Song focuses on direct holiday travel from east coast cities to Florida, something not provided by the full-service carrier.
It's no secret within the airline industry that first class and business seats bring in disproportional profits compared with economy seats. Despite this, low-cost divisions, such as Qantas's international economy arm Australian Airlines, tend to be more successful on holiday routes, where business class seats are removed in favour of higher numbers of economy seats.
To pack in as many passengers as possible, Jetstar's Airbus A320s have "slim-line" seats on a 30-inch (76 cm) pitch, offering less legroom than the 32-inch (81cm) pitch on Qantas and Virgin Blue.
Of course, that could prove uncomfortable for some passengers. "A 30-inch seat pitch is tight for me at 5 feet 4 inches [of height]," Boyd says.
Aside from tighter seating, another step is for Jetstar to avoid cannibalising Qantas's most profitable routes.
The Sydney-Melbourne (Tullamarine) route is one of the most travelled city pairings in the world and has heavy business traffic. Jetstar's Sydney-Melbourne flights will land at Avalon airport, a 65km trip from Melbourne's CBD, compared with Tullamarine's 25km. Some observers said using Avalon might not be the best move for Jetstar when Virgin Blue offers similarly priced flights into Tullamarine.
"I believe [Avalon] is going to be bit of a white elephant," says Hugh Ritchie, managing director of Brisbane's Aviation Consulting International. "If the choice is between Jetstar and Virgin, I'd take Virgin because it's far more convenient."

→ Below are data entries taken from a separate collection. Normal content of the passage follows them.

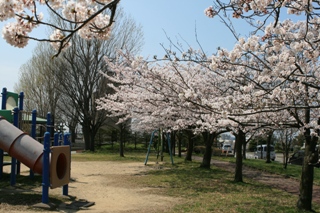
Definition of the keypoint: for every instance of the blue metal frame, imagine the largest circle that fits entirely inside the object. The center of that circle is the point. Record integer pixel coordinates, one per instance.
(45, 169)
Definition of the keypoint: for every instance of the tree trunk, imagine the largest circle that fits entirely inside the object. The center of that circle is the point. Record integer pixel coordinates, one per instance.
(244, 150)
(208, 138)
(92, 144)
(179, 143)
(306, 181)
(240, 138)
(86, 137)
(190, 146)
(173, 143)
(122, 140)
(268, 159)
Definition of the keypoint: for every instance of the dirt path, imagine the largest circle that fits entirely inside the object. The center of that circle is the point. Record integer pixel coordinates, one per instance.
(109, 186)
(277, 181)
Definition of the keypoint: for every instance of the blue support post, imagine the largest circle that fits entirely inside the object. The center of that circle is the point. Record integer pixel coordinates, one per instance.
(21, 97)
(49, 122)
(56, 139)
(66, 142)
(61, 139)
(13, 160)
(33, 131)
(3, 106)
(45, 169)
(4, 98)
(150, 143)
(169, 144)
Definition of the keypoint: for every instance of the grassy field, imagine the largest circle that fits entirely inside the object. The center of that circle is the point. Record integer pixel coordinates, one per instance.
(200, 190)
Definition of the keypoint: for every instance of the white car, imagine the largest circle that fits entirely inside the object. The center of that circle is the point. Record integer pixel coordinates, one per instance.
(226, 148)
(261, 152)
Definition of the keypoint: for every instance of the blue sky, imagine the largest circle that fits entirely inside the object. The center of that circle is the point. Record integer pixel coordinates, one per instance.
(178, 19)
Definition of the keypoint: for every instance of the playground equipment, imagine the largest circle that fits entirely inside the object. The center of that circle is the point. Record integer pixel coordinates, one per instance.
(159, 148)
(52, 162)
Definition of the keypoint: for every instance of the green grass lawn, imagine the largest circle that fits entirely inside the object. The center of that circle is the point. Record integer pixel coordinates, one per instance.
(198, 190)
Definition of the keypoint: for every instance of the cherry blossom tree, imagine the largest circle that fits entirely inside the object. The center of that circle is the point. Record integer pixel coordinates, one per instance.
(280, 72)
(89, 19)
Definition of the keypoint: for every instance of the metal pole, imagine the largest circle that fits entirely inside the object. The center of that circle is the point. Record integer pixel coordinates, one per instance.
(169, 144)
(33, 132)
(3, 106)
(49, 122)
(13, 160)
(66, 142)
(45, 169)
(56, 139)
(150, 143)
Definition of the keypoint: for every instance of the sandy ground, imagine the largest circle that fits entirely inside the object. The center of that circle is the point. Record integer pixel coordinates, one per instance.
(106, 185)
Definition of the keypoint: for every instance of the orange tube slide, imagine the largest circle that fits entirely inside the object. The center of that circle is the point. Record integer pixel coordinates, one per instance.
(21, 146)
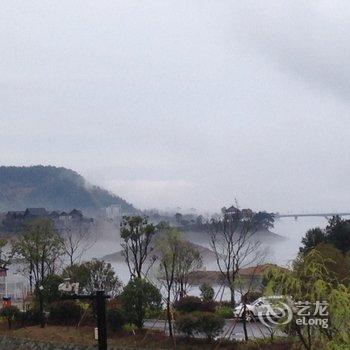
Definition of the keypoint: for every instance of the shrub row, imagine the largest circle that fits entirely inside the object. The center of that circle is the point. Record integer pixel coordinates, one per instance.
(191, 304)
(208, 324)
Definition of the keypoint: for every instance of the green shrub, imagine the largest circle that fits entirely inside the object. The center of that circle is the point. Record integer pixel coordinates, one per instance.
(191, 304)
(11, 314)
(224, 311)
(207, 292)
(210, 325)
(67, 312)
(115, 319)
(186, 324)
(30, 317)
(130, 328)
(138, 296)
(251, 296)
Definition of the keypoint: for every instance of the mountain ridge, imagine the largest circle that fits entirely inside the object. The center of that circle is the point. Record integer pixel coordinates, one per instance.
(55, 188)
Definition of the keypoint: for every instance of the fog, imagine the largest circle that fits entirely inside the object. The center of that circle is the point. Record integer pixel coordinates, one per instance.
(182, 103)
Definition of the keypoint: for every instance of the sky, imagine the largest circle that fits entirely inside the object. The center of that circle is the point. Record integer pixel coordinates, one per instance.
(183, 103)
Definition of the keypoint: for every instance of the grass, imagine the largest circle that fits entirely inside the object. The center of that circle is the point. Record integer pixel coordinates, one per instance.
(146, 340)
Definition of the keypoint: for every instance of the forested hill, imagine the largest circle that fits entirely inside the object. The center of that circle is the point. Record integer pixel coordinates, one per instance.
(53, 188)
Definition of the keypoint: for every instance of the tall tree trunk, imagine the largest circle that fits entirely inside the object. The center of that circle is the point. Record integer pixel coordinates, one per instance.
(233, 301)
(170, 324)
(169, 317)
(41, 309)
(245, 321)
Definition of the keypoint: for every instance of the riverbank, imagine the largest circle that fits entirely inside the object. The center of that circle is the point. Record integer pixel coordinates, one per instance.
(71, 338)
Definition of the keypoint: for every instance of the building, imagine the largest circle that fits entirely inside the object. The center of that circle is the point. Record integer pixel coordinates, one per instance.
(114, 213)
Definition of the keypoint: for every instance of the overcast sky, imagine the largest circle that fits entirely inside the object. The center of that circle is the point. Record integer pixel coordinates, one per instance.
(183, 103)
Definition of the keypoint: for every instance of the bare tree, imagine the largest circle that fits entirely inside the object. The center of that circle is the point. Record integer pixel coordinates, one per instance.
(40, 247)
(234, 246)
(137, 235)
(76, 243)
(189, 260)
(169, 246)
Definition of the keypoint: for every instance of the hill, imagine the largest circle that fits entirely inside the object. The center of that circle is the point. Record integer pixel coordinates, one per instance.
(54, 188)
(205, 253)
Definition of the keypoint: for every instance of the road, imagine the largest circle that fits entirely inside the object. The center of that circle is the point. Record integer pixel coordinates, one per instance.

Analysts speculate that Qantas may be looking to use Jetstar as a vehicle to eventually replace less profitable holiday destination routes such as the Gold Coast and Tasmania, despite company denials at this point. But as a flagship carrier linked closely with Australia's national and international identity, pulling out of Tasmania could be a risky move for Qantas.
"I think there's going to be quite a strong degree of political backlash and a strong degree of public backlash in what they're doing," Ritchie says. "It's not necessarily a good marketing move."
And even if Jetstar turns a profit, it may turn out to be a net loss for Qantas, as in the case of British Airway's GoFly venture. GoFly was too successful for its own good when it was sold to easyJet in 2002.
"On the face of it, Go did achieve a position of a low-cost carrier and did achieve . . . profitability but, for the British Airways group, it did more damage than good to the bottom line" due to cannibalisation, says Irish aviation consultant Conor McCarthy, who advised Jetstar on its initial planning before resigning in January due to AirAsia commitments.
But despite the challenges of lowering costs, avoiding cannibalisation and retaining market share, Qantas is determined to enter the low-fare domestic market routes successfully.